"Os espelhos estão cheios de gente.
Os invisíveis nos vêem.
Os esquecidos se lembram de nós.
Quando nos vemos, os vemos.
Quando nos vamos, se vão?"
Eduardo Galeano: Espelhos

domingo, 9 de outubro de 2016

Francisco de Bourbon: noivo com rendas (Parte 2)

Parte 2: A rainha dissoluta e o seu marido gay


Retrato do rei Francisco de Bourbon, rei consorte de Espanha por seu matrimônio com a rainha Isabel II de Espanha. Artista desconhecido 

A cerimônia nupcial celebrou-se com grande pompa e circunstância no dia 10 de Outubro de 1846, com Francisco de Assis adornado e enfeitado com as suas melhores vestes e a rainha resplandecendo, vaidosa, nos seus corpulentos dezasseis anos acabados de completar, ambos com um ar de resignação no olhar húmido. O povo de Madrid celebrou como convinha o primeiro casamento de uma rainha desde o de Isabel com Fernando, em 1496, que, para cúmulo, se tinha celebrado em segredo. Nessa noite, depois de terminados os festejos, ouvia-se pelas ruas uma cantoria desafinada e jocosa que descrevia assim o casal real: "Isabelona, tão frescalhona e dom Paquito, tão 'mariquito'".

Dentro do palácio, os protagonistas confirmavam a cançoneta. Francisco de Assis apresentou-se na alcova real com uma camisa tão carregada de bordados e rendas, que provocou o sarcástico comentário que abre a Parte 1. A noite não deu para muito mais e, na manhã seguinte, saíram ambos com forçados sorrisos de circunstância. O passar das semanas, que se transformou em meses, não trouxe qualquer novidade ao ventre da rainha e pela corte começou a correr o rumor que Francisco, para além das suas particulares tendências, também era impotente. Uma criada de quarto ventilou a confidência de o real esposo não ter força no seu... e que o tinha visto a urinar sentado na sanita. O engenho popular não tardou a inventar uma nova rima a esse respeito:

"Paquito adocicado,
De creme parece ser;
Até urina sentado
Tal como uma mulher..."

Apesar de continuar a enfeitar-se, Francisco de Assis tentou manter uma atitude prudente e formal no desempenho do papel de marido real. Também é provável que, de vez em quando, tentasse uma cópula, cujo fruto teria contentado a corte, o povo e talvez a própria interessada. Mas Isabel não tinha nascido para piloto de ensaios e as suas hormonas, em pleno desenvolvimento, pediam-lhe outro tipo de guerra. Lançou-se numa vida cada vez mais libertina, oferecendo o seu corpo adolescente e robusto às alegrias que não encontrava com Francisco. Talvez ele tivesse suportado com alívio esta situação se a rainha tivesse mantido a compostura em público. Contudo, Isabel não só não dissimulava a sua conduta adúltera, como também se permitia censurar o marido, gozando com os seus cornos, a sua impotência e os seus gostos afectados.

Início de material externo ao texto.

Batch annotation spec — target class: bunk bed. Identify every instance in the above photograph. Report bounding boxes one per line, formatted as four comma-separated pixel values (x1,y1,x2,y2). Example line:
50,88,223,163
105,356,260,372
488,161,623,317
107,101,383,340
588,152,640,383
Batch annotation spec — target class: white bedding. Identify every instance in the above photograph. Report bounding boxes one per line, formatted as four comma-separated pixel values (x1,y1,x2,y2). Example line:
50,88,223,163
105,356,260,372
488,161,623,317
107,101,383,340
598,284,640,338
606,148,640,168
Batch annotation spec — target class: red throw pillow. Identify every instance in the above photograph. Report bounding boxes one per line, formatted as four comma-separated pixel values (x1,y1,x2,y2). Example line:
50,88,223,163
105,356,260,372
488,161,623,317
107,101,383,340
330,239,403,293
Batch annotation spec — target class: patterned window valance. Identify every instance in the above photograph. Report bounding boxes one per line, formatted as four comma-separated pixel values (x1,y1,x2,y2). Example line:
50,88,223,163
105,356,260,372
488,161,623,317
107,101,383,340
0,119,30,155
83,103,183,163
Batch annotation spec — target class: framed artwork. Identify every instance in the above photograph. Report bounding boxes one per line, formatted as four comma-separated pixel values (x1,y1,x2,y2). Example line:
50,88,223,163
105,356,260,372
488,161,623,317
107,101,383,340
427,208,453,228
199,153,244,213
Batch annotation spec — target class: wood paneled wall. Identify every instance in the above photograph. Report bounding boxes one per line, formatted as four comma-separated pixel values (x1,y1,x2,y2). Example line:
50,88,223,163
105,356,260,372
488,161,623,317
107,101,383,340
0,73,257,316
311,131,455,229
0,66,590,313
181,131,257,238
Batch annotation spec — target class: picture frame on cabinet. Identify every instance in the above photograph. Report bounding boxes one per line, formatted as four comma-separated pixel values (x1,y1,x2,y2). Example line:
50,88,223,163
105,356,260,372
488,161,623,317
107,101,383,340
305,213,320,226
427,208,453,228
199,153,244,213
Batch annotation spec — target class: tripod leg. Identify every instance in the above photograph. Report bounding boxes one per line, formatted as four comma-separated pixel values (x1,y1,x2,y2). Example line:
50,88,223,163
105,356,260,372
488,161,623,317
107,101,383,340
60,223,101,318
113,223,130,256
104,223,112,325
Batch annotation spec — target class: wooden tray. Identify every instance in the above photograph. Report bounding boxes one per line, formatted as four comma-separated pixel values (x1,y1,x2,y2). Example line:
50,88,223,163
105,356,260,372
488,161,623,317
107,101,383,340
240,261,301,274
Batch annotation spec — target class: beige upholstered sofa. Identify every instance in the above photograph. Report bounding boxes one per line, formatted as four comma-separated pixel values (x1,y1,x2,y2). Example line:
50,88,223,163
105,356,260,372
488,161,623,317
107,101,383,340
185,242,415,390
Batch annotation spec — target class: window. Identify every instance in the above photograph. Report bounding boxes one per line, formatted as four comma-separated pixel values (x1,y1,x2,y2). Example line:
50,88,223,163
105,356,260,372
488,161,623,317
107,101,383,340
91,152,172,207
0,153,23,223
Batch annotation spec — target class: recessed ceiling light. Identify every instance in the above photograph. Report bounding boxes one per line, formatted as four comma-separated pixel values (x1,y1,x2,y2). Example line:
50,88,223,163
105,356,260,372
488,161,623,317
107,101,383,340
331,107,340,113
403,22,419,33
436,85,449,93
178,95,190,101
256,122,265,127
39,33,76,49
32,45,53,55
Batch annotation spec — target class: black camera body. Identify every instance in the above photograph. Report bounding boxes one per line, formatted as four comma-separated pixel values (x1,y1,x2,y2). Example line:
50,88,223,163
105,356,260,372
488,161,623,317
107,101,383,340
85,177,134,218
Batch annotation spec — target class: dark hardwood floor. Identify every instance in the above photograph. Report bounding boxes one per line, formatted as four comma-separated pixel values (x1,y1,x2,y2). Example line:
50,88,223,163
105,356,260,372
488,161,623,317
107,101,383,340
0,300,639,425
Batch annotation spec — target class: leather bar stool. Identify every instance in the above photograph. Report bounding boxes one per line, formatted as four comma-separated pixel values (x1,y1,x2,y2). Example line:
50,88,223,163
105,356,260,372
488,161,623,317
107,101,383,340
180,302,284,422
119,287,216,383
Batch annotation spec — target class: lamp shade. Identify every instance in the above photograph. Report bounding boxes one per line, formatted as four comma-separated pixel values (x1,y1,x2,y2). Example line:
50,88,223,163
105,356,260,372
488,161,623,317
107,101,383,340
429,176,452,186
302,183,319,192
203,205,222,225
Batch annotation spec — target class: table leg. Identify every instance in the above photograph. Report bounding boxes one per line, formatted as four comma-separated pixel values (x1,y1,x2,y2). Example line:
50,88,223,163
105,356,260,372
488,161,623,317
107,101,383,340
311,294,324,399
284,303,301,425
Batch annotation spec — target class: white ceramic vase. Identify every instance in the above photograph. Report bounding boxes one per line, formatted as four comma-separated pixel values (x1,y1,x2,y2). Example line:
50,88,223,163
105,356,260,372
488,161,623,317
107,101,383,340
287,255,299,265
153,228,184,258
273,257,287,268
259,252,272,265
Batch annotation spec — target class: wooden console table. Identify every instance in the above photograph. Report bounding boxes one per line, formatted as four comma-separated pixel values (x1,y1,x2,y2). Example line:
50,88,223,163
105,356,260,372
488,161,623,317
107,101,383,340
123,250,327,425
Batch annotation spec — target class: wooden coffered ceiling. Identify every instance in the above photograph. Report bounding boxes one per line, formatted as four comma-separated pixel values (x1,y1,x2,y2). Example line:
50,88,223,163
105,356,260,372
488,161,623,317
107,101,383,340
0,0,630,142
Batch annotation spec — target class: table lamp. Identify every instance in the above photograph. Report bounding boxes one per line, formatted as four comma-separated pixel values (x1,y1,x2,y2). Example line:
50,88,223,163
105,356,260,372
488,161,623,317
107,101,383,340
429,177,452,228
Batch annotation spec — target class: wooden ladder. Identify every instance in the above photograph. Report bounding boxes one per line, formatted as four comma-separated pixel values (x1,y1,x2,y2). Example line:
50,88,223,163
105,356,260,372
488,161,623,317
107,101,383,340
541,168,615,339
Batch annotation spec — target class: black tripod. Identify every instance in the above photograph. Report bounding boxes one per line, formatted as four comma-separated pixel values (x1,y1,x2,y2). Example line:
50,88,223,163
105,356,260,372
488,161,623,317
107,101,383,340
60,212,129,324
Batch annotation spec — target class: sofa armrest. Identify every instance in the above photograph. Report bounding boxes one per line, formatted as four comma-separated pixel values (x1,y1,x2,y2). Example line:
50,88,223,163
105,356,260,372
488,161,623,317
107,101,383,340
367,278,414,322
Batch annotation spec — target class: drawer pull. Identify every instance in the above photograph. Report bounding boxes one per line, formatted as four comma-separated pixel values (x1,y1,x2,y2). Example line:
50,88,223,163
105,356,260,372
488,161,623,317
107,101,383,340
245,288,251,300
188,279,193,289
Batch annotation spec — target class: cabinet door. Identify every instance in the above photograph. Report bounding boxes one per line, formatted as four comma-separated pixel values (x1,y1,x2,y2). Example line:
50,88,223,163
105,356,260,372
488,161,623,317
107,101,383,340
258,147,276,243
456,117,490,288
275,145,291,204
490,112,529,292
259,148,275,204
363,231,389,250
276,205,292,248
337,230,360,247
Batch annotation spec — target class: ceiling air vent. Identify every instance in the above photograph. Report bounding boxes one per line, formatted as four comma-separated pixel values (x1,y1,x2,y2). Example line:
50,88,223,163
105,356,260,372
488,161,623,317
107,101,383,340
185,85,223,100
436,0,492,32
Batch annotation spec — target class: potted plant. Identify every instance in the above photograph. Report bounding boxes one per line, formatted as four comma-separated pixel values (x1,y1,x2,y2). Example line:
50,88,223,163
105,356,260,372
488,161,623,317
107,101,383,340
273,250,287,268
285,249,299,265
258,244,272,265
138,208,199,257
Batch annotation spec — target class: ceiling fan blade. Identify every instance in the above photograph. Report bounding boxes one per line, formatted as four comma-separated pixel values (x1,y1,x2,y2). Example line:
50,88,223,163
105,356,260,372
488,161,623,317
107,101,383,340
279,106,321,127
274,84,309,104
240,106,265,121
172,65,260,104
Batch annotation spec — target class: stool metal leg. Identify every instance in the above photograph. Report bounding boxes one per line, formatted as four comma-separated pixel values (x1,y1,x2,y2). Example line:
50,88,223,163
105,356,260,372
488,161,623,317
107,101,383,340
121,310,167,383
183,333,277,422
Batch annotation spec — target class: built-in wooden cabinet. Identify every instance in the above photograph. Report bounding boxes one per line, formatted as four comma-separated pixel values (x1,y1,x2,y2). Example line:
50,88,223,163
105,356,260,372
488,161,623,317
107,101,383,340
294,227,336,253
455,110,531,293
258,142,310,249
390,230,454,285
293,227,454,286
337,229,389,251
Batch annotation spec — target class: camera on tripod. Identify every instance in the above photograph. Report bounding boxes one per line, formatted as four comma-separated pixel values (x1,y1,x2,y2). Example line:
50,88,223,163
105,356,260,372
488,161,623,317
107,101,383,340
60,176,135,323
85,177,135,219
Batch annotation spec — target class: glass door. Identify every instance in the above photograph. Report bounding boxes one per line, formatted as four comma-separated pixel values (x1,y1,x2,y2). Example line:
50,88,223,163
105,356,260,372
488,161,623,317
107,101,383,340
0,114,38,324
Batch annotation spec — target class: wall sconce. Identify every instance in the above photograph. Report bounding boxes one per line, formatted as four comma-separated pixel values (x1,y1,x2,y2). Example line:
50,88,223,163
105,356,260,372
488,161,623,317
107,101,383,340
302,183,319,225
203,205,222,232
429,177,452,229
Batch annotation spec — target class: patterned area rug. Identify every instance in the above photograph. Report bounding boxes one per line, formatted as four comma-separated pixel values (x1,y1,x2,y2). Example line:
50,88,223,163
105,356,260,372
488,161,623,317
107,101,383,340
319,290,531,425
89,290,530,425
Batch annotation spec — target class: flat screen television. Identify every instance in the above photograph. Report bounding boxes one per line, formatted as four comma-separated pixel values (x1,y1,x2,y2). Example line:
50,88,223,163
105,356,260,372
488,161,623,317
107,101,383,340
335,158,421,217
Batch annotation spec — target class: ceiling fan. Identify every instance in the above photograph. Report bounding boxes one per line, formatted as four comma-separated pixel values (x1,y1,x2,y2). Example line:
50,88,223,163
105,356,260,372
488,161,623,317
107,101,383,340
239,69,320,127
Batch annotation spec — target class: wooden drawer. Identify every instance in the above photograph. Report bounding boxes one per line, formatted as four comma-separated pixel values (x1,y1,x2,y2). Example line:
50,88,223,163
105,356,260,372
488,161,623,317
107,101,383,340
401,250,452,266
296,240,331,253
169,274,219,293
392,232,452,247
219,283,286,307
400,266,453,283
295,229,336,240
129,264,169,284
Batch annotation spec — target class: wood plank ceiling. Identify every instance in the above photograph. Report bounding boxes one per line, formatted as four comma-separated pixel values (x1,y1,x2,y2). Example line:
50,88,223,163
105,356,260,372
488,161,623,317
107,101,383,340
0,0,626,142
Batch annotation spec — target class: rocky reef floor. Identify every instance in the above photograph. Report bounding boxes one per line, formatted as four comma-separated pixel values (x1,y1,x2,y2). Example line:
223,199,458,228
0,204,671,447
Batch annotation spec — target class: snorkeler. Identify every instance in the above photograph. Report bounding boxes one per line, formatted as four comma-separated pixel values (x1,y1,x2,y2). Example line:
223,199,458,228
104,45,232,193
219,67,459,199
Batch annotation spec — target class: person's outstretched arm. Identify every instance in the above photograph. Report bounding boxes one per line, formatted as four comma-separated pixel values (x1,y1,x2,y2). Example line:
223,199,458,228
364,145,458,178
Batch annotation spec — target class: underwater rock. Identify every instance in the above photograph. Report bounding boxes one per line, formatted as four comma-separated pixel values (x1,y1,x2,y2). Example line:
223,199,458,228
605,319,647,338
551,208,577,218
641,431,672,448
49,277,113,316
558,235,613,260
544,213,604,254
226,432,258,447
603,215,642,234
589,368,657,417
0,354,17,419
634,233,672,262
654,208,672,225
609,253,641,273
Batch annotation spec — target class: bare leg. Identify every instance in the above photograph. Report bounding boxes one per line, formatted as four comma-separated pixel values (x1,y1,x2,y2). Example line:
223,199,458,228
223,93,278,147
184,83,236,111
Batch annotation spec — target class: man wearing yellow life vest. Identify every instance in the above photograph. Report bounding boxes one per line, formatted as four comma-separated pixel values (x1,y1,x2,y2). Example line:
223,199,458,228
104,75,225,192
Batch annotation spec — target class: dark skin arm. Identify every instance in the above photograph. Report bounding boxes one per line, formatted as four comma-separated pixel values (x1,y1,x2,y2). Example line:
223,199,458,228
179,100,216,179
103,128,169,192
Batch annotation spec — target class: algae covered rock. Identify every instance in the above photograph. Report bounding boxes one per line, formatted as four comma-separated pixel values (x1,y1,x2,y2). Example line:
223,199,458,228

Alguns meses depois do casamento, Isabel II tomou por amante o general Francisco Serrano, duque da Torre, ministro da Guerra e herói da guerra carlista. Numa recepção do palácio, Serrano soltou um comentário ofensivo sobre a situação conjugal de Francisco, que não perdoou a Isabel tê-lo aplaudido ruidosamente. A partir deste incidente, quebrou-se a trégua entre ambos, que passaram a ocupar quartos separados. A rainha aproveitou a ocasião para aumentar escandalosamente a lista de amantes, incluindo o seu professor de canto, o compositor de zarzuelas Emilio Arrieta; o sedutor profissional Emilio Marfiori, a quem nomeou conselheiro do reino e ministro do Ultramar; o aristocrático duque de Bedmar e, entre muitos outros, o oficial de engenharia catalão Puig i Moltó, presumível pai de Afonso XII.

A conduta libertina de Isabel trouxe-lhe inevitavelmente problemas com o Vaticano, que chegou a ameaçá-la veladamente com a excomunhão. O assunto sanou-se graças aos bons ofícios do padre Antonio María Claret, confessor da rainha e futuro santo, que utilizou toda a sua influência junto de Pio IX. Isabel  prometeu emendar-se e devolveu à Igreja uma série de propriedades e prerrogativas perdidas com os governos liberais. A Santa Sé estabeleceu uma concordata com Espanha, em 1851, e diz-se que, quando um cardeal recordou ao pontífice a fama da rainha, este concordou sorridente e suspirou enquanto assinava. "Si, puttana; má pia".

TOURNIER, Paul. Os Gays na História. Lisboa: Estampa, 2006. p. 208-9.